In 2006, the artist Theaster Gates made his home in a former confectionery store on South Dorchester Avenue in the heart of Greater Grand Crossing, one of Chicago’s most deprived areas. In 2009 he purchased the neighbouring building, which became known as the Archive House, home to 14,000 books from the former Prairie Avenue Bookshop. Reconstructed using discarded resources from across the city, it fulfils his Rebuild Foundation’s remit of regeneration via “individual empowerment and community engagement.” His most ambitious projects are those which use abandoned buildings in Chicago as sites of community transformation and gathering in a bid to reverse the trends of social and economic fragmentation in the city.

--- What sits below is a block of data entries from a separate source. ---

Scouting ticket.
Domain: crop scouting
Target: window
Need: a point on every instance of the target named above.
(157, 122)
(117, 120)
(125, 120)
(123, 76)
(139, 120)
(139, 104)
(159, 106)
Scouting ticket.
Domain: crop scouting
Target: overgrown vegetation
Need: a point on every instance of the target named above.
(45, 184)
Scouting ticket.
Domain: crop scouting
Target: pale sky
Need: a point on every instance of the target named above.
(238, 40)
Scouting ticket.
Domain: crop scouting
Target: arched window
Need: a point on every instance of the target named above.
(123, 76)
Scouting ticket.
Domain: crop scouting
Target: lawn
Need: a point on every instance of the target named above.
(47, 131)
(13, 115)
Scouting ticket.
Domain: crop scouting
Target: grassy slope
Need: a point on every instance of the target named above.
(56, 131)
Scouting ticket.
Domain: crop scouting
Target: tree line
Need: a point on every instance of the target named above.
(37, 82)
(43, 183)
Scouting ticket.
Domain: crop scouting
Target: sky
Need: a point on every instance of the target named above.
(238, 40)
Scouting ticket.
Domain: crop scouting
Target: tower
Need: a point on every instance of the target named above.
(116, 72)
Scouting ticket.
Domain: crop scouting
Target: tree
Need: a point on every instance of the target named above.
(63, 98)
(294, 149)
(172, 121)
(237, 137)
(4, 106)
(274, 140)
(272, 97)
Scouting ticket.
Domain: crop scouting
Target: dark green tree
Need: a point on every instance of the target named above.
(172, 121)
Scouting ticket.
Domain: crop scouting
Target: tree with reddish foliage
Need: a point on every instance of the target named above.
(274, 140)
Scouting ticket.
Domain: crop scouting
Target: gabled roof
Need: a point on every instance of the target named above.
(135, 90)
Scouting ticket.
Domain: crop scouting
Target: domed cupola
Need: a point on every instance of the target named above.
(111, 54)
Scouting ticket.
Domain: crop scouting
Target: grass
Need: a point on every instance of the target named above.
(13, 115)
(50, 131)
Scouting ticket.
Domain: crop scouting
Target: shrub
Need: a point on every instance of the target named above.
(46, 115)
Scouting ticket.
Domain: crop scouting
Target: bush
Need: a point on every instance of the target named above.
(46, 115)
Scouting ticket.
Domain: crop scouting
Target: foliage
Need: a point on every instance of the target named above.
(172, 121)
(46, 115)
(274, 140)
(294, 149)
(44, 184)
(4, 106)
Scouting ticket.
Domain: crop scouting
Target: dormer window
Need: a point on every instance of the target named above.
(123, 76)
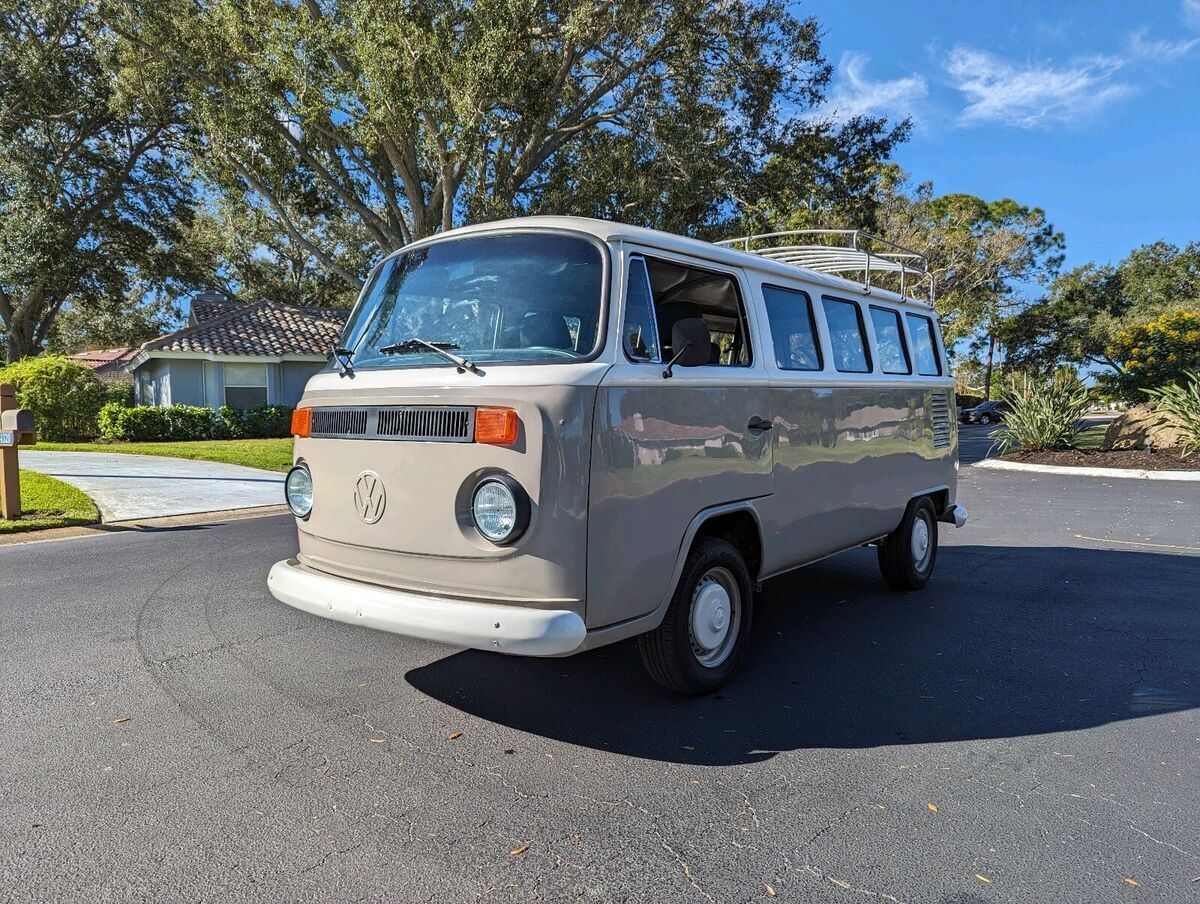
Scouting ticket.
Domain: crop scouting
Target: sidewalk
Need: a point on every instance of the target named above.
(138, 486)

Before developing these projects, Gates was first a potter. He says: “Clay made me and is forever the root of my artistic interest.” Clay feels to him like “a philosophy,” as potters “learn how to shape the world.” He has then gone on to apply that philosophy more widely recognising that all his starting points for inspiration - blackness, clay, immateriality, and space – “are all launch pads that encourage advanced practice, reflection, trial, and iteration” and, as a result, he is constantly “practising acts of creation.” As someone who, as a youth, joined the New Cedar Grove Missionary Baptist Church choir, Gates sees this philosophy as one that connects with the Bible. The first words in his film called ‘A Clay Sermon’ are: “In the beginning, there was clay. Clay was without form.” This echo of the Book of Genesis comes at the beginning of a film that combines music, images, and words to paint a picture of the limitless potential of clay and working with clay.
Theaster Gates is, therefore, a contemporary example of what God is calling us to be through Jeremiah’s prophecy, a people who are open to change, pro-active about change, and creatively enabling change to occur in ways that reflect God’s kingdom and its values. That is what God is calling us to be and do in the Wickford and Runwell Team Ministry, as that this the call that God is continually sharing with his people, just as was the case when he told Jeremiah to visit his local potter. We are more likely today to watch ‘The Great Pottery Throw Down’ that we are to visit a local potter. However, may we be inspired, as was Jeremiah, to see ourselves as a constantly evolving work of art and also to become those who initiate new projects that bring change within our communities, as Theaster Gates has done in his.